Would like to buy a metal detector. Would like the best available for $500.00 or less.  Thanks


----------



## whchunter (Apr 25, 2013)

*Imo*

Go with Troy or Whites. I have a Whites DFX and a Troy Shadow X5. Both are about $800 - $1000 new.

Buy the best you can afford. Do your research based on what you plan on using it for. Some detectors specialize and are better at say relic hunting than beach hunting or coin hunting.

White's DFX and it has programs which can enhance it's use. You can also build or insert programs based on your needs. However it's above your budget for a new one but who knows you may find a good used one. The DFX has rechargeable battery packs and a battery pack which uses multiple AA batteries.

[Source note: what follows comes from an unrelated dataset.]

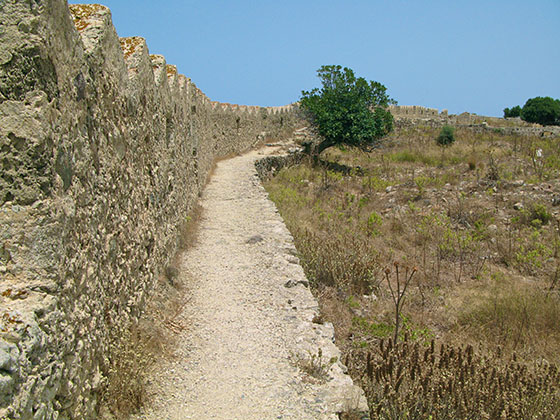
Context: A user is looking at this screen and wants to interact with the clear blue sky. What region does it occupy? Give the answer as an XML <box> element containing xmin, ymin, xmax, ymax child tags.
<box><xmin>72</xmin><ymin>0</ymin><xmax>560</xmax><ymax>116</ymax></box>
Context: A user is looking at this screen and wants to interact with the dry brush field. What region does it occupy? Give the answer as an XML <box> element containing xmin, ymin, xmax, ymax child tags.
<box><xmin>266</xmin><ymin>126</ymin><xmax>560</xmax><ymax>420</ymax></box>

The TROY uses one 9 volt which makes it simplier.


----------



## jigman29 (Apr 27, 2013)

I bought a garrett ace 350 for around 300 bucks and love it.It is a great unit for the money and easy to use.


----------



## TheJollySkipper (Jun 19, 2013)

If you are just wanting to try it, and see if you like it, go to Academy and buy one of theirs for around $150. I have a bud who has one of the cheaper models, and his does very close to "as good" as my White's. But he paid $150 new and I paid $700 used. His does the job, and does it quite well. The only real advantage mine has over his, is that mine is waterproof to 150ft.


----------



## Walker44 (Jun 20, 2013)

If your just starting out , get an acer 350 , you can get them brand new off ebay for 299 - 350 shipped , higher priced one comes with headphones ect  I used mine easy to get to know and has paid for itself ---- also brand new has a 1 year warranty  Cant go wrong for the price and what it can do


----------



## panfried0419 (Aug 5, 2013)

Whites


----------



## chainshaw (Aug 5, 2013)

Garrett Ace 350 is by far the best under $500


----------



## . (Aug 6, 2013)

Had some high dollar machines in years past, the best was a Whites XLT.  Getting back into the hobby and am using an older but very reliable Fisher 1266.  Looking at newer machines now.

Stay with well known brands like Whites, Garrett or Fisher.  

Check these folks out:  http://www.kellycodetectors.com/


----------



## TheJollySkipper (Aug 7, 2013)

I have a Whites Surfmaster P.I. 
And I'll be getting it wet in Tybee, this weekend. ;-)


----------



## scott stokes (Aug 19, 2013)

It depends on what you are hunting for and where.


----------